Centralized Version Control system

  • In a centralized system there is a repository on the central server where all the source code goes.
  • Every developer checks out the working copy of the same piece of code and then makes changes in their working copy and everyone can commit changes to the main line of development.
  • Anybody can put changes in anyone’s module if no folder level control is exercised.
  • In such a system every one gets the changes of other developers whether they are willing to do so or not. A centralized system is much more likely to be backed up and its hardware kept up to date.
  • Subversion falls in this category. This type of development is very common. Sourceforge.net follows this type of version control.

The distributed systems do work by not needing a server (except for rsync and any web server). But truly speaking the server-less system they set up is more complicated in actual practice than a single well-maintained server.

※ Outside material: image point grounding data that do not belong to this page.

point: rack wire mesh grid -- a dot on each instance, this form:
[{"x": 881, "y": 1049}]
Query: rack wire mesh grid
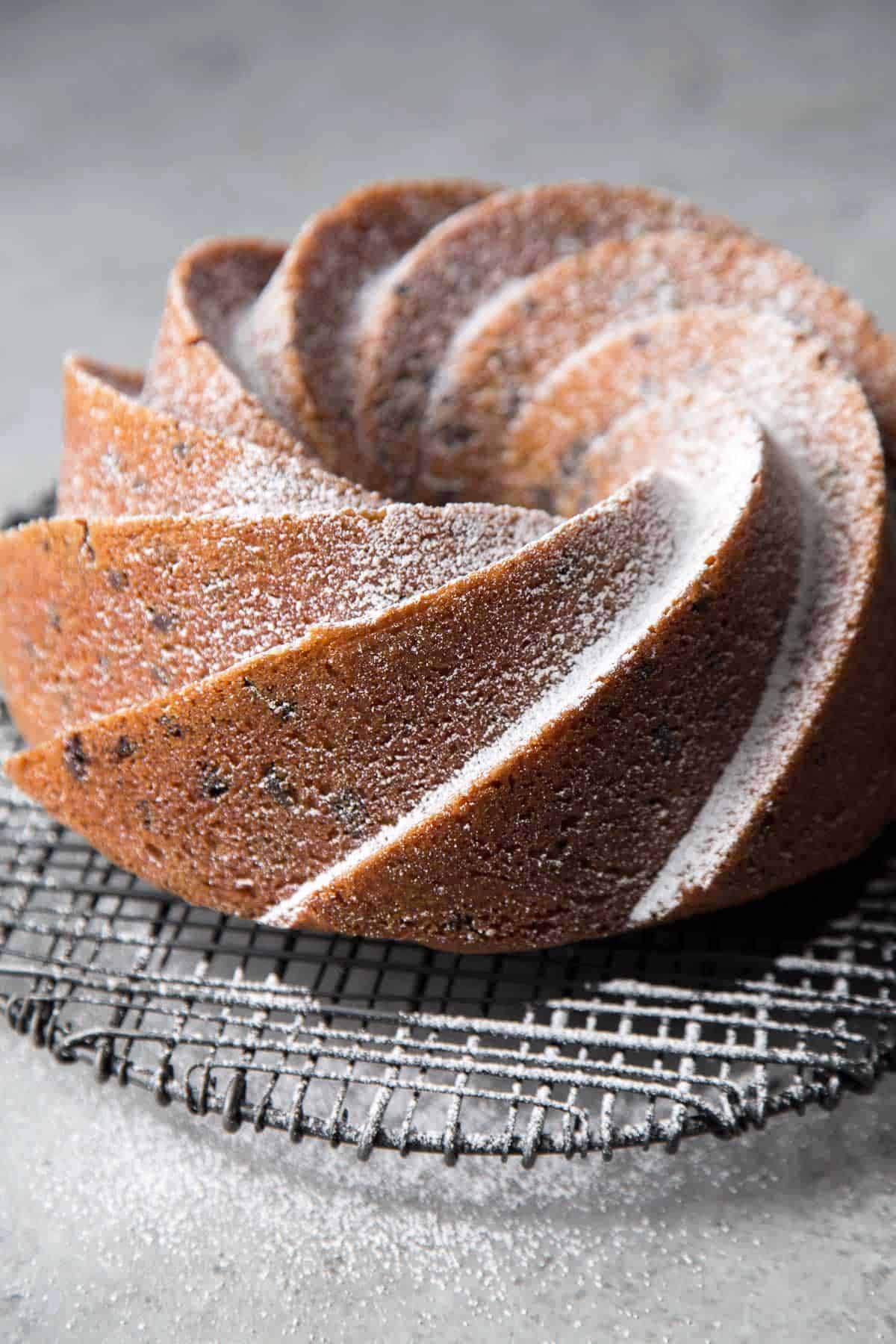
[{"x": 704, "y": 1027}]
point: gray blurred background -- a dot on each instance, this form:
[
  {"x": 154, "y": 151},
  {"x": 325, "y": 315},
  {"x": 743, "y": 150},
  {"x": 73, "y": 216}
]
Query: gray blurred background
[{"x": 128, "y": 132}]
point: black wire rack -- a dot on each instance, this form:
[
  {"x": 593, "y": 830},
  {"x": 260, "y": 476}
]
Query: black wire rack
[{"x": 703, "y": 1027}]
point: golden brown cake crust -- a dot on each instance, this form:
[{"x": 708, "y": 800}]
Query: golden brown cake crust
[{"x": 638, "y": 668}]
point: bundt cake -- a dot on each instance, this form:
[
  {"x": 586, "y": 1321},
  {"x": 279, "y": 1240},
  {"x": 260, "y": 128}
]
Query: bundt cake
[{"x": 488, "y": 569}]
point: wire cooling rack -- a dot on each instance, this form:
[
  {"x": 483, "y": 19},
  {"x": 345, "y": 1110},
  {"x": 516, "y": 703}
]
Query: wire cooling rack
[{"x": 702, "y": 1027}]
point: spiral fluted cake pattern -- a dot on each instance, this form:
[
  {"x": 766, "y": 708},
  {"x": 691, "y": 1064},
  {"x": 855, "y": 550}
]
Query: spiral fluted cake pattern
[{"x": 485, "y": 569}]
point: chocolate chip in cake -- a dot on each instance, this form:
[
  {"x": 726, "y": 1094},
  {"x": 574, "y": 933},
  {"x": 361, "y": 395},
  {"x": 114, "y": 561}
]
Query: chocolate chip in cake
[
  {"x": 276, "y": 783},
  {"x": 214, "y": 784},
  {"x": 75, "y": 757}
]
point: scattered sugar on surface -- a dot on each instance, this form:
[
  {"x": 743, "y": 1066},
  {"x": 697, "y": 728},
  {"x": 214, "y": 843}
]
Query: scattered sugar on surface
[{"x": 127, "y": 1222}]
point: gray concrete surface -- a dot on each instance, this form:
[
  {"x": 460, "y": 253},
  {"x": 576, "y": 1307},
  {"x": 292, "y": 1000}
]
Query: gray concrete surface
[{"x": 128, "y": 131}]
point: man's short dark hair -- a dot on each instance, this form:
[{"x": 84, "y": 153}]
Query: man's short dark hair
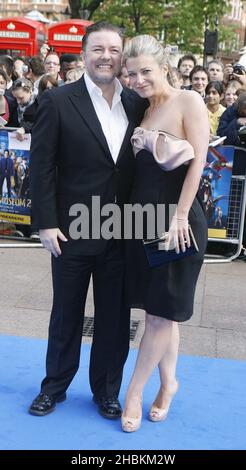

The official claim is that a centralized server cannot handle distributed type of development. I disagree that centralized servers cannot handle this development methodology. Let’s imagine a centralized version control system that has excellent branch development capabilities. No developer directly works off the trunk. Instead, each developer has one branch that is created from the trunk. Developers can merge their branches into the trunk or in other branches as done in distributed systems. For this to work, branching and merging operations must be smooth. And even the pyramid structure of distributed system can be implemented by controlling which all branches are to be merged in the trunk.

Subversion can be better but this has nothing to do with centralization. With the benefits of a centralized system, Subversion also gives you the flexibility to be used as a distributed system if you use right approach to it.

This is my personal opinion based upon my experiences working in the software engineering field. Feel free to comment on it and point out errors in judgment, if any.